When we started Algolia, we wanted to build an offline search SDK for mobile applications. Unlike other search engines on the market, we couldn’t rely on pre-existing search engine software such as Lucene because they weren’t available on mobile.

We had to build everything from the ground up within the limitations imposed by smartphones such as low memory and low processing power. Ultimately, we spent a considerable amount of time reinventing the search engine from scratch.

When we eventually decided to pivot to a SaaS solution, we had built a completely new ranking algorithm. And in a typical “constraints foster creativity” situation, we had made two huge improvements: Speed and Relevance.

Algolia is known for its blazing-fast speed. It’s usually the first thing people notice when they start using it and also what makes it so exhilarating to use. But what I consider to be the most impressive and important achievement of Algolia is not actually speed but Relevance.

Algolia reinvented how search engines define relevance.

Before diving into the specifics behind Algolia’s ranking formula, let’s briefly go over how other search engines work.

A little history of search engines

In the late 90s, the Text Retrieval Conference organized a series of annual workshops financed in part by the US Department of Defense. The goal of these workshops was to determine the best ranking algorithm for searching a dataset consisting of long unstructured documents. The conference resulted in several enhancements to search engine ranking algorithms, the most defining being improvements to TF-IDF, what was then the main component of the most powerful ranking formulas.

TF-IDF is a statistical weighting scheme based on two elements: TF or Term Frequency (the number of occurrences of a word in a document, which is calculated on a per document basis) and IDF or Inverse Document Frequency (the importance of a query word within the whole corpus of documents).

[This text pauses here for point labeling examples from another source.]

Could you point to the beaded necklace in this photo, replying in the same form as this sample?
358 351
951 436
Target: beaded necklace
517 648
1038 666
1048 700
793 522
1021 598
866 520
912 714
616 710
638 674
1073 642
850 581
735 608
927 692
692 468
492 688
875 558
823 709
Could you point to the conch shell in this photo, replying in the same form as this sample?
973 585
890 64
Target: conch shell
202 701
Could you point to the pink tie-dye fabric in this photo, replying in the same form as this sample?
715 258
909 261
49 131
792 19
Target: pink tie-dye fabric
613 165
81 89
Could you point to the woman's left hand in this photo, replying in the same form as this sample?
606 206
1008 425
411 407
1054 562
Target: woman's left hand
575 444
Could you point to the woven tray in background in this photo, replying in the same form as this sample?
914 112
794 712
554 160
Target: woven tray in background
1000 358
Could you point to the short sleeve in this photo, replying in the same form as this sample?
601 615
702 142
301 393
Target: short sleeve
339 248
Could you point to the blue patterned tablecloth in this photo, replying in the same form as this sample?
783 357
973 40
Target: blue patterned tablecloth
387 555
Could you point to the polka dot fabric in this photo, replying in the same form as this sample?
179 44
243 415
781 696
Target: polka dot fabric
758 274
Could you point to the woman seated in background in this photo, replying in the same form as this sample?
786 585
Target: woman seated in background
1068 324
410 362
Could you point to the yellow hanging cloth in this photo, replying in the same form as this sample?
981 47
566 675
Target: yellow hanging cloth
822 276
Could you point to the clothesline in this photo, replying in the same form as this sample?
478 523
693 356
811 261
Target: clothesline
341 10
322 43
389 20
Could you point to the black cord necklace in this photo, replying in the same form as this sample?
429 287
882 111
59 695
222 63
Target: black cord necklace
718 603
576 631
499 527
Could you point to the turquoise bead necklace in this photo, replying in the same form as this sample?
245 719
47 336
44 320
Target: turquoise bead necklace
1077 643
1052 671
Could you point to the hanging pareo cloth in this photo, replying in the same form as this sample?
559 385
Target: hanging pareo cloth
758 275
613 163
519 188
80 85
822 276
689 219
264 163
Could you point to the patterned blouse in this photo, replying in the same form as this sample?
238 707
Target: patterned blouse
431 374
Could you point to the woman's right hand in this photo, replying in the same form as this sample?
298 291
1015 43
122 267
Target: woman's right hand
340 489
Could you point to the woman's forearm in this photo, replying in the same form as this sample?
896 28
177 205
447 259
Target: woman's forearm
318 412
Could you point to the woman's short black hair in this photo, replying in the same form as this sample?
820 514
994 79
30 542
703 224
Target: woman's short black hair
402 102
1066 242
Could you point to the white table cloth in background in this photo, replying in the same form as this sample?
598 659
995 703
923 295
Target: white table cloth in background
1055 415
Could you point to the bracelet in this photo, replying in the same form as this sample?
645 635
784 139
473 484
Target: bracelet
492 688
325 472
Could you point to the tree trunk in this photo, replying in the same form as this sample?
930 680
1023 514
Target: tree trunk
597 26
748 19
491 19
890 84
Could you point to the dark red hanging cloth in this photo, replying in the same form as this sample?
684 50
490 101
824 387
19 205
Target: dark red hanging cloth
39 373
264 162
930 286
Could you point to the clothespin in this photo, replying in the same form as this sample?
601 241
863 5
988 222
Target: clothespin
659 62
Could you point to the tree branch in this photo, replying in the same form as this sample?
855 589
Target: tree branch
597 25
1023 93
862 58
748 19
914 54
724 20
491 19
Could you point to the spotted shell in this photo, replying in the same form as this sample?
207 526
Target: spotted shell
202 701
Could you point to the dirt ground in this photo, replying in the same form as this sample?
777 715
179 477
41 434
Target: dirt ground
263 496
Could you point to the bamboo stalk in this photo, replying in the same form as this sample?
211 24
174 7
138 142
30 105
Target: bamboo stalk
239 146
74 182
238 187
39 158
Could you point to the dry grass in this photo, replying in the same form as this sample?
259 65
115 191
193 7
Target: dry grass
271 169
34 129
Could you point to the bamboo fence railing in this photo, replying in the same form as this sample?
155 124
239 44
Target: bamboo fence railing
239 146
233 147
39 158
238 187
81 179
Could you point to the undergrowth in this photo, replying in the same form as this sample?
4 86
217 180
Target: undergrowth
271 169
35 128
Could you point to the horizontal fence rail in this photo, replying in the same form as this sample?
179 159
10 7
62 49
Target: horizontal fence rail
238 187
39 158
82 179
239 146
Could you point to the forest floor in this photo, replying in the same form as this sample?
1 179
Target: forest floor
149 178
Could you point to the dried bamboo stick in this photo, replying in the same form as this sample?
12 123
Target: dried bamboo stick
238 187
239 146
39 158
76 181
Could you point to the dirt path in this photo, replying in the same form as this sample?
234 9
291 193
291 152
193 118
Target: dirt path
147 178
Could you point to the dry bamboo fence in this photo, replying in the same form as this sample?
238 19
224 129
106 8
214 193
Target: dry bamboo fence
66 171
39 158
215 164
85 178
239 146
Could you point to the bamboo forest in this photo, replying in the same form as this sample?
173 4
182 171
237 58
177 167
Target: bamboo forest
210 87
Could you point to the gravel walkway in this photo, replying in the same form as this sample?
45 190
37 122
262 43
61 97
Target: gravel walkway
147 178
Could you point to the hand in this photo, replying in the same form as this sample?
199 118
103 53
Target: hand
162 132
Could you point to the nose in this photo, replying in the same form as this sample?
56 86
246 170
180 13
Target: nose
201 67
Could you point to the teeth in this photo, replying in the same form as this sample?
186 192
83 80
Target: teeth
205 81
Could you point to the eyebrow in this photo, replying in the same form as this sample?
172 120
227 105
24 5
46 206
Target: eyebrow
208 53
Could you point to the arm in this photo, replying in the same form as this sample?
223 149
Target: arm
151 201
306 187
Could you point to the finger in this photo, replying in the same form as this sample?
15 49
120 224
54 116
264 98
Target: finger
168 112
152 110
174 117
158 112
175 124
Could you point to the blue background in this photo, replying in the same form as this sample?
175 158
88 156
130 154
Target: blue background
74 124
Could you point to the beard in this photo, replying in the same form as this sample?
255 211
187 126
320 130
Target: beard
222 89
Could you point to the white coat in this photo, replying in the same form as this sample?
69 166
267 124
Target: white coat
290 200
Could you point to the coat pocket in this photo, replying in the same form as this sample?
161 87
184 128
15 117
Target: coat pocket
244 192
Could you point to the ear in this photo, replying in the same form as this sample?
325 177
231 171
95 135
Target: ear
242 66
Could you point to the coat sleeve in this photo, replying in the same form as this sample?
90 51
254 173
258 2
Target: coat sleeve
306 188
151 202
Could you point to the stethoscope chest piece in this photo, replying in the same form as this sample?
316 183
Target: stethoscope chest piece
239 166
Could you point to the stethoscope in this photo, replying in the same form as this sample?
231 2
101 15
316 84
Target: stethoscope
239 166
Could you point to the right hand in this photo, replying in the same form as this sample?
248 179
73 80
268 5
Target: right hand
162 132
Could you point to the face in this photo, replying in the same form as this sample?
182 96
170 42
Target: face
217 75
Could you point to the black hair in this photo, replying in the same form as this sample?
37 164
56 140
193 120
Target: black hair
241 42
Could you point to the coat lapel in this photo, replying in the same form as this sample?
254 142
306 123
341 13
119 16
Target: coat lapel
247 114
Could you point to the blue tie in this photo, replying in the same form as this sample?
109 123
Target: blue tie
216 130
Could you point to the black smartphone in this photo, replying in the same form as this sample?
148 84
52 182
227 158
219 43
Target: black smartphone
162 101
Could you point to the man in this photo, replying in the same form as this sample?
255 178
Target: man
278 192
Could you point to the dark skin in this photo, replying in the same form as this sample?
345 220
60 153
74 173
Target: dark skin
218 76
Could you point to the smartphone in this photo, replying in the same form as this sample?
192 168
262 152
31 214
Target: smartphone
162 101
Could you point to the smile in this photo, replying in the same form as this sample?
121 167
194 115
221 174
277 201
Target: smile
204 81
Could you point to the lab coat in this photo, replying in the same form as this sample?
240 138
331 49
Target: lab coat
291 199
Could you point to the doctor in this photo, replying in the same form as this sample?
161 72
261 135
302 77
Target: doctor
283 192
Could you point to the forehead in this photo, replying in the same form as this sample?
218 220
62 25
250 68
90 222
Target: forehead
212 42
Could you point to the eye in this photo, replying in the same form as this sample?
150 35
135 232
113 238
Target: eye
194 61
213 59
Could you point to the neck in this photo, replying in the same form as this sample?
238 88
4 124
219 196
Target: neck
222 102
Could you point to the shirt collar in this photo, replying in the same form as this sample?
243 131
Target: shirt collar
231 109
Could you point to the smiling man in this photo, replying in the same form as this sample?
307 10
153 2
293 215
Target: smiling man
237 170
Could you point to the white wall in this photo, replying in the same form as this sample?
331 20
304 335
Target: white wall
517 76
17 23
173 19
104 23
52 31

Basically, if a query word is repeated multiple times within a document, that document will rank higher in the results than a document that only contains the query word once. IDF comes into play to reduce the importance of words that occur a lot in the corpus such as “the”, “of”, “a”, etc. The more times a query word recurs within the whole corpus, the lower a document containing that query word will be ranked. The length of the document is also taken into account; a short document with query word matches will rank higher than a long document with the same match.

TF-IDF (along with similar algorithms like BM25) became a central tool to score/rank documents given a user query, and it was used to search any type of data. Unfortunately, it was not actually designed for that! TD-IDF was built as an answer to TREC’s workshops and was designed specifically to work within long unstructured documents such as PDFs or enterprise documents.

The issue with this kind of statistical approach is that it surprisingly only makes sense for a very small number of use-cases, like enterprise document search, where:

  • You don’t really know what type of data you’re searching into
  • The content is drastically different from one document to another
  • The documents don’t have any popularity metrics, and you need to rank them solely based on their “textual relevance”

What Algolia was built for

Algolia wasn’t built to search long unstructured documents. It was built to power the search of websites and mobile applications. And in 99% of cases, this data is very different.

  • It has a defined schema with meaningful attributes that you know beforehand (title, name, list of tags, description…)
  • You know the underlying content, what matters and what doesn’t (e.g. is the title more important than the description?)
  • There are often one or more popularity metrics associated with each object (number of sales/likes/views)
  • As the owner, you sometimes have a strategy that impacts the ranking (give a bonus to featured objects)

Let’s look at an example

Say that you’re on IMDB searching for an actor, and you type “Brad”. You don’t care about the Term Frequency (how many times the document contains the word Brad), or the Inverse Document Frequency (how many times the word Brad is present in the list of all actors).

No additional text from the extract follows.